期限までに達成できなさそうなときの報告を徹底する

 メンバーには、「期限までに達成できなさそうなときは報告する」ということを徹底しましょう。

 もっと言えば、「期限に間に合うのが最良、期限に間に合わないことを報告するのが次善、何も言わないまま遅れるのは最悪、遅れたのに謝らなければ人間じゃない」という順序を理解してもらいましょう。

 タスクが間に合わないのは、まだ仕方のないことです。しかし、「報告」は誰でもできます。もし何も報告なしに期限に間に合わなかったメンバーが出たら、必ず「報告はするように」と伝えてください。


リマインドを恐れてはいけない

 タスク期限日の直前や、期限日を過ぎてもタスク完了報告がない場合、確認頻度を越えて連絡に反応がない場合などは、必ず(そしてすぐ)リマインドを行うようにしてください。

 メンバーはこの企画以外に様々な仕事に取り組んでおり、タスクを忘れてしまっている可能性は十分にあります。そのような場合に、不快に思われるのを恐れてリマインドをしないのは、リーダーの怠慢としかいいようがありません。

 リマインドはリーダーの義務です。逃げずに必ず行うようにしましょう。


進捗の確認について

 特に大きなタスク(例えば一週間以上かかるようなもの)を動かす場合や、定期的な会議までに日が空く場合などには、タスクの終了報告だけでなく、タスクの経過の確認を必ずすべきです。

 メンバーが主体的に行うものとしては、定期的に自分から進捗を報告する制度を用意するという方法があります。いわゆる日報や週報がそれにあたります。他にも分報で進捗や仕事の感想をリアルタイムに共有する方法もあります。チャンネルを用意するだけで終わらせず、SlackやDiscordに専用チャンネルを設け、リーダーが積極的に呟いていくといった、環境づくりも必要でしょう。

 ただ、日報や週報を共有することが、趣味にかける労力としては大きすぎるという考えもあるでしょう。また我々のような†孤独に生きる者†にとって、自分のことを積極的に共有するのはややハードルの高いことかもしれません。

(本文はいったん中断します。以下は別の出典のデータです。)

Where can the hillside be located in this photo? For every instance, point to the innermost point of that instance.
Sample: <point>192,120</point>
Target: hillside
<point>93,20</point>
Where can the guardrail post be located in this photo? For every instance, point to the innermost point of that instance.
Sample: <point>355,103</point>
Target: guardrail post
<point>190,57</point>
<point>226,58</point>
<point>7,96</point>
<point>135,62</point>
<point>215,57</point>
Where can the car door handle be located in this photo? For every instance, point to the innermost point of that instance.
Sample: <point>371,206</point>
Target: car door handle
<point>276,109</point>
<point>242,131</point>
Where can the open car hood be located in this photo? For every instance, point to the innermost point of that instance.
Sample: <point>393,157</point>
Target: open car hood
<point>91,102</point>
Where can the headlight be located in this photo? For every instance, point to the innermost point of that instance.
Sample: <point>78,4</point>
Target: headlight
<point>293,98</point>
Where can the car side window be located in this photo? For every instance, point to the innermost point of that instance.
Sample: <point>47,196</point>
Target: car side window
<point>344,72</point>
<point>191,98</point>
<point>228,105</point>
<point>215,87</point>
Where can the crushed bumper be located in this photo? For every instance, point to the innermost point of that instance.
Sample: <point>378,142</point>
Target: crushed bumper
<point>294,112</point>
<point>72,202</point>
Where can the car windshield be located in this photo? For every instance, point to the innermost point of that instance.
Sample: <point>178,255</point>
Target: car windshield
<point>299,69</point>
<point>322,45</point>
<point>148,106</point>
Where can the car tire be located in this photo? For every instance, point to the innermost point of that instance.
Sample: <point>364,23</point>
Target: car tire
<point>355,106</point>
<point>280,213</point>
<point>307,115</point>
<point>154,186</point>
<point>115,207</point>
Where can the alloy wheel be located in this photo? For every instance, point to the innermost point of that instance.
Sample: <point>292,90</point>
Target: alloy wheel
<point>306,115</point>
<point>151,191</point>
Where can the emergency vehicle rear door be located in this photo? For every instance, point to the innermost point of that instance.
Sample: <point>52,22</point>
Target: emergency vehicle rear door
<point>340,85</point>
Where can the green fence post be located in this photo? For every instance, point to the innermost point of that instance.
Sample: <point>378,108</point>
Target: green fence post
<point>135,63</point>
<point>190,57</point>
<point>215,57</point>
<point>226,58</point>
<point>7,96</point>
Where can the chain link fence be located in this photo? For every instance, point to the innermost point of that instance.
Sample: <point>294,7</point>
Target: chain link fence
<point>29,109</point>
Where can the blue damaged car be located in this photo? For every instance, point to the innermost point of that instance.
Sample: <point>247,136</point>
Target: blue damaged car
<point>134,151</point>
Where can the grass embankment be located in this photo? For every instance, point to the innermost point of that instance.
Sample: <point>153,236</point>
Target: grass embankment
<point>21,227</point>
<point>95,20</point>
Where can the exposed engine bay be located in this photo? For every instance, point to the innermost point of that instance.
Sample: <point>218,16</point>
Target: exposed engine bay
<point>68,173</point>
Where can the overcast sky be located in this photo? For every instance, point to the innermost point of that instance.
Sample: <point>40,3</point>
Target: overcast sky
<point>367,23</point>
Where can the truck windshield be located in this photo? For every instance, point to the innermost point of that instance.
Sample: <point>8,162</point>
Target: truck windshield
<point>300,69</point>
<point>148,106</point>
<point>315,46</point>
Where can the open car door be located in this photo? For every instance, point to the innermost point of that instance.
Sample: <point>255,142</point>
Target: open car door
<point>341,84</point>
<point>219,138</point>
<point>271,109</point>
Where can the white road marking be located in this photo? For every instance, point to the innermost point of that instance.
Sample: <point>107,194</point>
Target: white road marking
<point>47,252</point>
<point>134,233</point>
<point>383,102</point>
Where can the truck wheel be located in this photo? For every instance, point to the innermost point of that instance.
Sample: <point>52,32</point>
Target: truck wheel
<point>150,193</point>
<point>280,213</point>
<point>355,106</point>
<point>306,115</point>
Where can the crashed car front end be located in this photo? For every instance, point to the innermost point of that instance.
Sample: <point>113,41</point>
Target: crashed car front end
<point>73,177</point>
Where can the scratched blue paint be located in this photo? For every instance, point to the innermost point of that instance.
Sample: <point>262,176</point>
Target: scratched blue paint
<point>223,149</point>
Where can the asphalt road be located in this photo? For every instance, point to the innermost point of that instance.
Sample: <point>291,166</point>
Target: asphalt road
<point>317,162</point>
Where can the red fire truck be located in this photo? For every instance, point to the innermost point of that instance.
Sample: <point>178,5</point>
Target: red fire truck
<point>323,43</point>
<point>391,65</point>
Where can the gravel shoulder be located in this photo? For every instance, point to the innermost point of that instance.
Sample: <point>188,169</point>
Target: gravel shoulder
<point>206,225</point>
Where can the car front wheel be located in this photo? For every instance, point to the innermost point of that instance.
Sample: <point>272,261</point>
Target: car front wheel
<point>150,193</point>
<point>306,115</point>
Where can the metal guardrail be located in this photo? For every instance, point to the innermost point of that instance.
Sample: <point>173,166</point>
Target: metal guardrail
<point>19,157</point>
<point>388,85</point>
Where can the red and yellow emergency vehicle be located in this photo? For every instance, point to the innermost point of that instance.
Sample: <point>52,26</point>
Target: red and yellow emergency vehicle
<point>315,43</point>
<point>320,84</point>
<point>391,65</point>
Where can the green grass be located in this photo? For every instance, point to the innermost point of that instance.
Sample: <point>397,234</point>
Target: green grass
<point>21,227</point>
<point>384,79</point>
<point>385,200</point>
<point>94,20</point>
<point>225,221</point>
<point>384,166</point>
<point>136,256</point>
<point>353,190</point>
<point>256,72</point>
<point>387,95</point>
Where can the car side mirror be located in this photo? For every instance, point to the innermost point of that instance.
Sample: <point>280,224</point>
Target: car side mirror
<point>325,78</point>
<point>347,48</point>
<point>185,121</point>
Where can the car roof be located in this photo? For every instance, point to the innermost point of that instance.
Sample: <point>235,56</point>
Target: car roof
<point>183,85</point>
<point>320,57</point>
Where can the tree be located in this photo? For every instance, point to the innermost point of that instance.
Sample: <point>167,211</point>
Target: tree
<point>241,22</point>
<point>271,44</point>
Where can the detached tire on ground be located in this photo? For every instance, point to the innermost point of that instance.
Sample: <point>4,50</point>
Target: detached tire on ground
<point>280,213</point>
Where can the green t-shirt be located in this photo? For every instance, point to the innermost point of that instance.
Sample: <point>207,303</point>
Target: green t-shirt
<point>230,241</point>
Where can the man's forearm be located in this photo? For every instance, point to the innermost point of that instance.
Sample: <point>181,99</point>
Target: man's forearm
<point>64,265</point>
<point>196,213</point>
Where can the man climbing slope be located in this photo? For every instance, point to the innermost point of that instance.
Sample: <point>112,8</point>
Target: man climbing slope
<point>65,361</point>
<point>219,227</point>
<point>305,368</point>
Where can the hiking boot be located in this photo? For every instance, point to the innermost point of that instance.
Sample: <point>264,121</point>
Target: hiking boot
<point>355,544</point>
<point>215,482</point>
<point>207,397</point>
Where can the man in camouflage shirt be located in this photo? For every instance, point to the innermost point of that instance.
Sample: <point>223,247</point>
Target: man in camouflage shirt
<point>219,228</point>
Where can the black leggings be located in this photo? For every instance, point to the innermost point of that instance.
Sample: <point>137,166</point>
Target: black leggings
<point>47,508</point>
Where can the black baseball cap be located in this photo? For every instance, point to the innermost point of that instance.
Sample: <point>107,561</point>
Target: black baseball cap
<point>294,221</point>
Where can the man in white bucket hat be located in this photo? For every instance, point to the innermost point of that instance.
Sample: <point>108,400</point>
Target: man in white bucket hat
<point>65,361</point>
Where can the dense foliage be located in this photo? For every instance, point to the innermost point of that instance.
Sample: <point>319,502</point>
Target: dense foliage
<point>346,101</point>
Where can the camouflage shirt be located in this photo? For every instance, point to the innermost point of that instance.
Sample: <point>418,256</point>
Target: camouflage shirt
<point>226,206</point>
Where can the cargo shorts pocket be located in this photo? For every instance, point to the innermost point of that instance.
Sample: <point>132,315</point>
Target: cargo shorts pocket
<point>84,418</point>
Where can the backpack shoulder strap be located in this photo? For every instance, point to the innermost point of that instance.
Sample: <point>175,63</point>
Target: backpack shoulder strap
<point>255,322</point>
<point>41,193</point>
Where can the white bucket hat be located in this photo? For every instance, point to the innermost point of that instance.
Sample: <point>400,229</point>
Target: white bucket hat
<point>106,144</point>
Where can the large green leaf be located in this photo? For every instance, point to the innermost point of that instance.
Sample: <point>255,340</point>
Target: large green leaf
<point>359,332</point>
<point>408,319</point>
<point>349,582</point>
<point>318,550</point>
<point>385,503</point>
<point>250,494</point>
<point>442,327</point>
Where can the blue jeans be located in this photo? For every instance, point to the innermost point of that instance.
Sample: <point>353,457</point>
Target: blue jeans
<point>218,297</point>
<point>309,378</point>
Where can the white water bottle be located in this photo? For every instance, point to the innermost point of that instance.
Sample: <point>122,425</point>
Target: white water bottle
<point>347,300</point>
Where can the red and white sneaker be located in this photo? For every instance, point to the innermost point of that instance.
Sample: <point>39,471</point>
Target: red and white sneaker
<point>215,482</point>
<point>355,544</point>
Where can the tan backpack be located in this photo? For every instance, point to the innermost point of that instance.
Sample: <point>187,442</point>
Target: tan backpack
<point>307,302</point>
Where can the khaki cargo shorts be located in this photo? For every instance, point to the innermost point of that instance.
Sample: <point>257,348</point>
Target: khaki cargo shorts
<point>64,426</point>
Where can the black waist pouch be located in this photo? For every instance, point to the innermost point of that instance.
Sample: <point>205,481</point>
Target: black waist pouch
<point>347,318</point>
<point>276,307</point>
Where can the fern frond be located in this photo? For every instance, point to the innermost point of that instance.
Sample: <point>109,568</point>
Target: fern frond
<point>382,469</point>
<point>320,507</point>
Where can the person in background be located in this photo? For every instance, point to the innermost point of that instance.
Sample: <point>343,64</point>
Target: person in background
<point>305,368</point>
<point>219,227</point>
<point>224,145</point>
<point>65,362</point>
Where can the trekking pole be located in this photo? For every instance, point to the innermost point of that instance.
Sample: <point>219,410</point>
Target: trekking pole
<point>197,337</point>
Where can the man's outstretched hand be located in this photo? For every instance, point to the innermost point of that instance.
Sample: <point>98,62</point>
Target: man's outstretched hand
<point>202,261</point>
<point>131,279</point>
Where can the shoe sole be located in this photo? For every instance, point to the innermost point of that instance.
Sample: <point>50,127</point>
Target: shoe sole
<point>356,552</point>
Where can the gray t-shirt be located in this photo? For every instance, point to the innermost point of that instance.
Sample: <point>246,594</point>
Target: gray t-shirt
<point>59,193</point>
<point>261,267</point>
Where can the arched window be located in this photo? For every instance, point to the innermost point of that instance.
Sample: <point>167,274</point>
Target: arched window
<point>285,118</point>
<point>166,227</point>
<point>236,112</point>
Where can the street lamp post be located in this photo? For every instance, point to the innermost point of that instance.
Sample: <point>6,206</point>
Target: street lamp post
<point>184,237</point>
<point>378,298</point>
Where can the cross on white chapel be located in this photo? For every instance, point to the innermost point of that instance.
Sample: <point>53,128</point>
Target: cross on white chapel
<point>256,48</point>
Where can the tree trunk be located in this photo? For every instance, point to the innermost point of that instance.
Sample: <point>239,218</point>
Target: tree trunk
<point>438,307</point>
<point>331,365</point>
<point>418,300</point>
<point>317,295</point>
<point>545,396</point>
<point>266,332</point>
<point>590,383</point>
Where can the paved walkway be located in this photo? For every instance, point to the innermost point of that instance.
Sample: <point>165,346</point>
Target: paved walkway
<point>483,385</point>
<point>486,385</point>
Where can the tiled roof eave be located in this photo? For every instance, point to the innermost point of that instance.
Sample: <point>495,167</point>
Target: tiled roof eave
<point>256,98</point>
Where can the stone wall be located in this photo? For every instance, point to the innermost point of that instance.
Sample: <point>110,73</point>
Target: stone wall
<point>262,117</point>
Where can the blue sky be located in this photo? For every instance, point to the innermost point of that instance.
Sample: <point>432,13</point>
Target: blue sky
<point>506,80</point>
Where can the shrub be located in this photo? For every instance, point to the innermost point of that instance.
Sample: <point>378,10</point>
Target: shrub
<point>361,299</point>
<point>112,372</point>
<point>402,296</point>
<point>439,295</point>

 そういった場合は、リーダーが定期的に進捗を尋ねるという手段をとるようにしましょう。進捗を尋ねるペースはメンバーに合わせる必要があります。毎度締め切りに間に合わせられるようなメンバーであれば、一週間単位で尋ねる程度でいいかもしれません。逆に期限に間に合わせるのが辛そうなメンバーや、うまく作業に取り組めないメンバーについては、短期間──それこそ一日~二日ごと程度の頻度で──進捗確認をする必要があります。

 また、事前に作業可能日のスケジュールを共有しているような場合は、作業後に簡単な進捗報告を行ってもらうという方法でもよいでしょう。

 とにかく重要なのは、メンバーをほったらかしにしないということです。進捗確認の主たる目的は、メンバーの状況を把握し、必要に応じてサポートすることです。しかしそれと同じくらい、進捗を確認されるという「外圧」を生じさせるという役割も重要です。当然進捗確認の頻度が高いほど外圧が高まるので、メンバーに合わせて適宜手法・頻度を調整しましょう。


メンバーが締め切りを破ってしまったら

 メンバーによる締め切り破りが発生した場合の対応は、リーダーによって様々です。

 外圧を強く意識しているリーダーの場合、タスクの軽重に関係なく締め切り破りに対しては毅然とした態度で対応するでしょう。つまり、淡々と締め切り破りが「してはいけないこと」であることを説明すると予想されます。もう少し柔和なリーダーであれば、軽度の締め切り破りは見逃してくれるかもしれません。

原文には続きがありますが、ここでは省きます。